While playing grossly stereotypical Indians, as the most famous among them he became a point man for the large diaspora of American Indians coming west to find work in the movies. He formed a casting company to pressure the studios to hire real Indians to play Indians, rather than anybody vaguely ethnic-looking.
Twenty-two years after he’d played any sport, Thorpe was named in 1950 by a poll of Associated Press sportswriters and radio sportscasters as the greatest male athlete of the half-century. The memory of 1912, Carlisle, and Canton was as fresh as yesterday in that pre-television era. Echoing his Olympic spread, Babe Ruth came in a distant second; DiMaggio didn’t even place.
Thorpe died three years later but the hunger to right his Olympic wrong only grew. By 1982 the Olympic ideal of amateurism was as good as dead. After years of pressure from the Thorpe family and passionate advocates such as Robert Wheeler and Flo Ridlon, the International Olympic Committee reinstated Thorpe.
Sort of. Duplicate medals from the original mold were presented to his family in 1983. But he was re-listed by the IOC only as a "champion," sharing the gold-medal status with the original silver medal winners who had been promoted in 1913 when Thorpe’s records were erased.

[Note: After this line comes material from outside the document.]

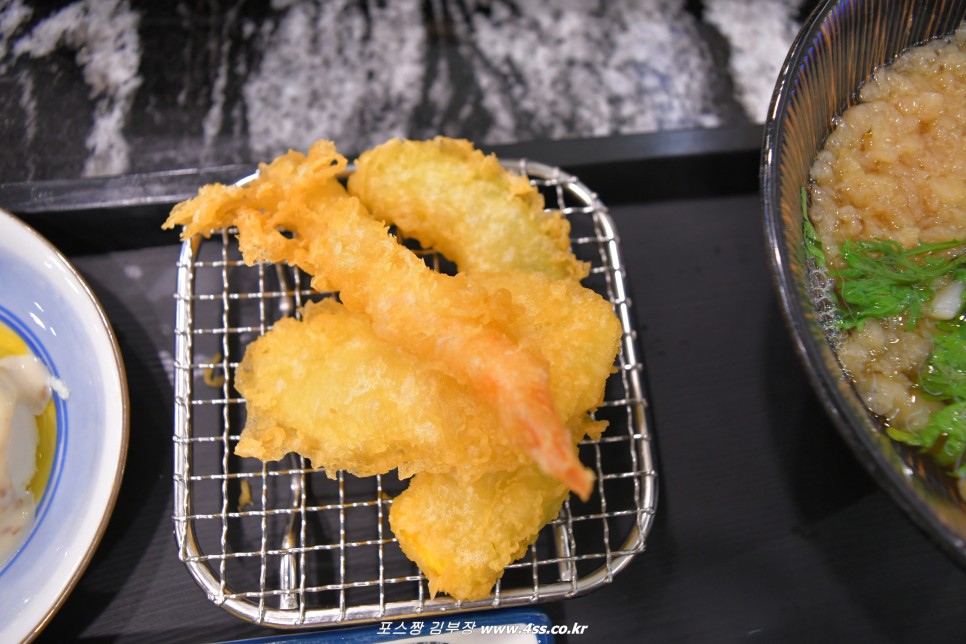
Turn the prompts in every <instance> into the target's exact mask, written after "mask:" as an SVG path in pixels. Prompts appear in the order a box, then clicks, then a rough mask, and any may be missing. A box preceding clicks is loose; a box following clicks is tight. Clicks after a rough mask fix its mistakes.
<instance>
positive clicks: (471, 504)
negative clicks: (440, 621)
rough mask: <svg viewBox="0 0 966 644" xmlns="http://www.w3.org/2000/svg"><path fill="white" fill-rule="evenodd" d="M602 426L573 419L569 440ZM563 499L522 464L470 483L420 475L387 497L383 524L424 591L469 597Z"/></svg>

The co-champion designation for these multi-sport events was an absurdity that Sports Illustrated called at the time "in the worst tradition of asterisk record keeping."

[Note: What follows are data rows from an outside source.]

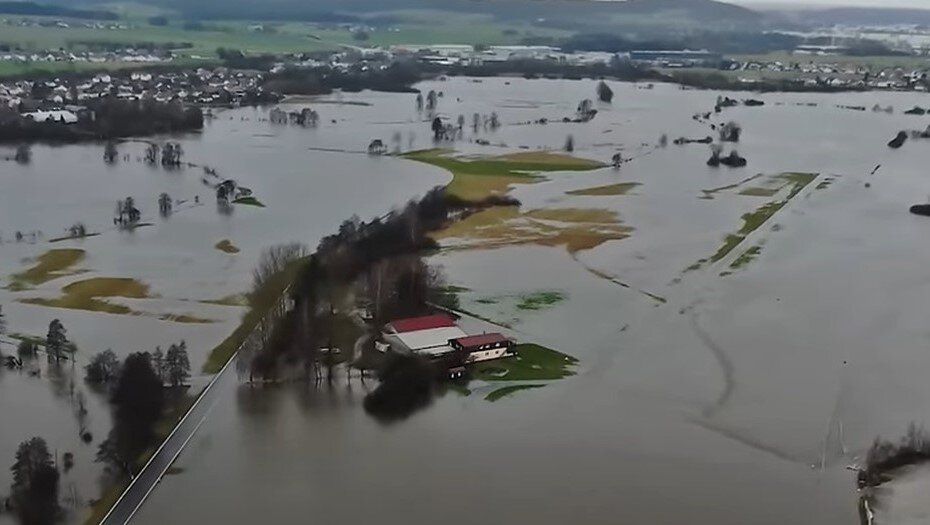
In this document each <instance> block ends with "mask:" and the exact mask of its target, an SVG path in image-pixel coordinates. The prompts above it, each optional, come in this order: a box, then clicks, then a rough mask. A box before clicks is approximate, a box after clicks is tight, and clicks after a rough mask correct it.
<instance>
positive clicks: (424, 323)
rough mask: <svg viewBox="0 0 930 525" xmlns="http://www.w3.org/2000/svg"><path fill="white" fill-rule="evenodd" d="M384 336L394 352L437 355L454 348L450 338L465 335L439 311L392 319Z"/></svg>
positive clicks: (459, 336)
mask: <svg viewBox="0 0 930 525" xmlns="http://www.w3.org/2000/svg"><path fill="white" fill-rule="evenodd" d="M383 335H384V339H385V341H387V342H388V344H390V346H391V349H392V350H394V351H395V352H400V353H416V354H423V355H426V356H429V357H440V356H443V355H446V354H449V353H451V352H453V351H454V349H453V348H452V347H451V346H449V341H451V340H453V339H460V338H463V337H466V335H467V334H465V332H464V331H462V329H461V328H459V327H458V326H457V325H456V324H455V320H453V319H452V318H451V317H449V316H448V315H443V314H438V315H428V316H424V317H412V318H407V319H398V320H396V321H391V322H390V323H388V324H387V326H385V331H384V334H383Z"/></svg>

Even worse, however, Thorpe's records for each of the 15 events, as well as his point totals were specifically not reinstated by the IOC—and never have been. They remain the only official-but-not-official proof of what a remarkable athlete he was.
In this, his Olympic centennial year, Jim Thorpe is the ultimate Phantom Contender, there but not there.

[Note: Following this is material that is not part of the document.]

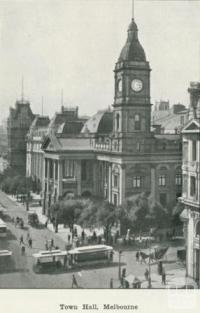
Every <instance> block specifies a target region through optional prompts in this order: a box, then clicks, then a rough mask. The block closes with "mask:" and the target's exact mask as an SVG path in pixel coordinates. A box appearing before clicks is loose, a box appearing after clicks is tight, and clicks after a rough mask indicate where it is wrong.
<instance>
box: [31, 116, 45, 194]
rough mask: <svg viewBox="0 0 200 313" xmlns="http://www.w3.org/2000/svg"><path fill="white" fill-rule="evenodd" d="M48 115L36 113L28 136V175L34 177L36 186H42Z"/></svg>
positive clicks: (35, 186)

But even that’s not all. After a bizarre four-year sequence of temporary storage locations (Los Angeles; Shawnee, Oklahoma; Tulsa), Thorpe’s body was finally buried in what is now known as Jim Thorpe, Pennsylvania in 1957. In exchange for the body, the two tiny towns of Mauch Chunk and East Mauch Chunk—Thorpe had never been in either—had agreed in a deal with his widow to consolidate and take his name. There were grand promises of a hospital for athletes, the Pro Football Hall of Fame, a Jim Thorpe sporting goods factory.
None of them materialized. Television took over to shape our memories of sports and the athletes who played them. None of Thorpe’s teams, or his school, survived intact as a popular franchise or institution with a vested interest in keeping his image and feats fresh to new generations.
Fast forward to 2010, when Thorpe’s youngest son, Jack, filed a federal lawsuit to have his father’s remains returned to Oklahoma under the 1990 Native American Graves Protection and Repatriation Act. Times and sensibilities had changed. A legal contract for a human body in 1953 now looked unseemly at best. His sons felt that their father had never been properly laid to rest where he began and where he belonged.
The town decided to fight, insisting it had faithfully honored its side of the strange bargain. After Jack’s death in 2011, the Sac and Fox Nation and the last surviving Thorpe children, Richard and William, added their names to the lawsuit. If they win, the plan is to have Thorpe buried on what remains of the Sac and Fox reservation near where he was born in 1887.
As of this writing, the case is pending. Will there be a happy ending for Jim Thorpe at last?
Then the real reinstatement of Thorpe’s remarkable life in our collective memory can begin.